Corrie Marijnen

‘To really get things moving…’



Corrie Marijnen started her training as Radation Oncologist at LUMC in 1994 and received her registration in 1999. In 2002, she completed her thesis on Rectal Cancer and became a member of staff. From 2004 to 2008, she worked at the Department of Radiotherapy in the Netherlands Cancer Institute. She returned
to Leiden as Chair of the Department of Radiotherapy and has been involved in the HollandPTC initiative, for the past few years as Medical Director together with Jean-Philippe Pignol.


LUMC: Radiotherapy
TU Delft: Bioinformatics

Building a bridge

“Medical professionals, are always working on improving healthcare for their patients. Innovation with a focus on the individual patient is very important to realize this. For me, collaborating with TU Delft poses a unique opportunity to integrate healthcare needs with technical innovation. Starting by looking around the EEMCS faculty: Electrical Engineering, Mathematics and Computer Science. I see it as my role to build a bridge between what Leiden needs and what TU Delft has to offer.”

“My specialist field is radiotherapy: using radiation to treat cancer. This treatment tends to cause side effects to our patients. In recent years, I have taken an interest in proton therapy, a major step forward  in the treatment of patients with certain types of cancer. It enables a significant reduction of side effects, whilst tumour control is the same as with conventional radiation. As a consequence, the quality of life will be better in cancer survivors.

Within the Medical Delta consortium currently one of the most modern facilities for proton therapy is being built in Delft, facilitating both optimal patient care and innovative research.”

Analysis tailored to the patient

“The question is: ‘Who is eligible for this therapy?’. The best way to find out would be to conduct double-blind studies, but that is very difficult for both ethical and technical reasons. Instead, we will create two treatment plans for every patient: one based on proton therapy and the other based on conventional radiotherapy. Based on the calculated radiation dose, you can estimate the likelihood of damage to the organs in close proximity to the tumour, which is something we want to minimise as much as possible.”
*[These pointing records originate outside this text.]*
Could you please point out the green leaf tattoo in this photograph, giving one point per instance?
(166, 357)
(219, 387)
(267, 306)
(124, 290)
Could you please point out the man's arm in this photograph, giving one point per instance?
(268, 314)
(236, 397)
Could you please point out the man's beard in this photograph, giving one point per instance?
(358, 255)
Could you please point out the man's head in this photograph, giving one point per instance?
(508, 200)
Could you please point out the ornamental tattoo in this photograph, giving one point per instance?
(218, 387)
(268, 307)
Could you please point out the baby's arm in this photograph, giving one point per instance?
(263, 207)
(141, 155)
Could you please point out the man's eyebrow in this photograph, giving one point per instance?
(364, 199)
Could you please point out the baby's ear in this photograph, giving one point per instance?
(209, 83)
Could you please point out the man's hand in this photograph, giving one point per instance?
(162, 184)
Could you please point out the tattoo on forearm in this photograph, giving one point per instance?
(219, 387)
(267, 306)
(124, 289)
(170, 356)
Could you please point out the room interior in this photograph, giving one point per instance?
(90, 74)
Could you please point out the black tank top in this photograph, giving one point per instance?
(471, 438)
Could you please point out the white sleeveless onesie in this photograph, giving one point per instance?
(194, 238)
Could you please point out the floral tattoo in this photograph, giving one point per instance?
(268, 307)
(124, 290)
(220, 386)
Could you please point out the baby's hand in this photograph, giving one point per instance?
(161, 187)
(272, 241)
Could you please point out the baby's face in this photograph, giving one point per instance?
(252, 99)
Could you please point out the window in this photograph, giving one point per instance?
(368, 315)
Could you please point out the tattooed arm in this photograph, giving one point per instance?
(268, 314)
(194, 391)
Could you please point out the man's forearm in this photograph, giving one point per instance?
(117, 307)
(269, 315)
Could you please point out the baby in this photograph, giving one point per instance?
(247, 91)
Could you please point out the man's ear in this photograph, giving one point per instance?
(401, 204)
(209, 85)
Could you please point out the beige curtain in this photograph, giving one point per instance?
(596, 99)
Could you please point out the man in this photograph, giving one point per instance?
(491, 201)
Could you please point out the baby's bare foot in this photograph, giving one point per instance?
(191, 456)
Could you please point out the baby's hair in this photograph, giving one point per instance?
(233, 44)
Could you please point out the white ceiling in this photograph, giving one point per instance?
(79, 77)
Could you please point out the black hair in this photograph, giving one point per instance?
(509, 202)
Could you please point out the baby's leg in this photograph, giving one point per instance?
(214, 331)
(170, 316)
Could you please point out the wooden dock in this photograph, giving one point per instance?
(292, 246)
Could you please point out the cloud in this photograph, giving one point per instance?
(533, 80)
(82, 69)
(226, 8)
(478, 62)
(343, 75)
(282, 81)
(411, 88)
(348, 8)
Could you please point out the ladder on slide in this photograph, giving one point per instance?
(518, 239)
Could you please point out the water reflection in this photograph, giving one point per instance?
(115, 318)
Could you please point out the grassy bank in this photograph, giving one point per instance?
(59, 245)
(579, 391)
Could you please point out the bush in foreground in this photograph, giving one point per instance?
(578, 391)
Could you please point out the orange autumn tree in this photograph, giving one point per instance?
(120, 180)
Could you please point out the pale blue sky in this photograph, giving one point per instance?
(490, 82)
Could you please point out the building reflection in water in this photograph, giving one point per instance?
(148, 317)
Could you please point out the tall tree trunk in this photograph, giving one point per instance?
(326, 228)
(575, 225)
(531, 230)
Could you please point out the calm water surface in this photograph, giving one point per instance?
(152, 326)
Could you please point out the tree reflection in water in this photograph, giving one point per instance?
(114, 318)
“We now aim to systematically record the most up-to-date information about the individual patient. We are setting up a model in which every patient will complete questionnaires, so we know exactly what the therapy has achieved and whether damage has been caused. The information will be immediately used in iterative process: the data from each patient treated will provide input for the model and contribute to the quality of the subsequent decision.

In the LUMC, we have developed a method called Adaptive Conjoint Analysis (ACA), which uses a computer program to find out the patient’s preferences. However, it works on the basis of aggregated data from large numbers of patients. That is far too crude. What you really need is an tailored analysis of costs and benefits based on the individual patient characteristics.”

Call in expertise from Delft

“Some studies show that certain patients have a preference for a lower chance of cure, in order to avoid severe side effects. Elderly patients sometimes prefer a less radical approach, whereas young parents opt for the therapy that offers the greatest chance of cure (potentially with a lot of side effects). This shows that doctors shouldn’t decide for their patients, shared decision making is absolutely required. For example, in patients with a tumour in the head & neck region, radiation may cause damage to the saliva glands, or to the muscles involved in swallowing. Currently, the care providers decide how the radiation dose is distributed and what organs are most at risk. But it is possible that a patient would prefer to avoid certain side effects rather than others. He or she could find a dry mouth much more of a problem than issues with swallowing. This information needs to be taken into account in the treatment planning system. That will involve the processing of a lot of complicated data, which is why it is time to call in the expertise at TU Delft.”

“I not only intend to look at EEMCS; Many projects at Industrial Design Engineering could be useful for patients as well. We can no doubt also learn from Technology, Policy and Management about issues such as optimising our logistical processes. I see it as my role to say: this is something that could certainly be useful to us. Or perhaps to pose a question for which we still don’t have an answer, but that matches the expertise at TU Delft.”

“This assignment comes with certain responsibilities. It challenges me to look at things that we have been wanting to change for years and really get things moving now. In my view, that is what the Medical Delta is meant for.”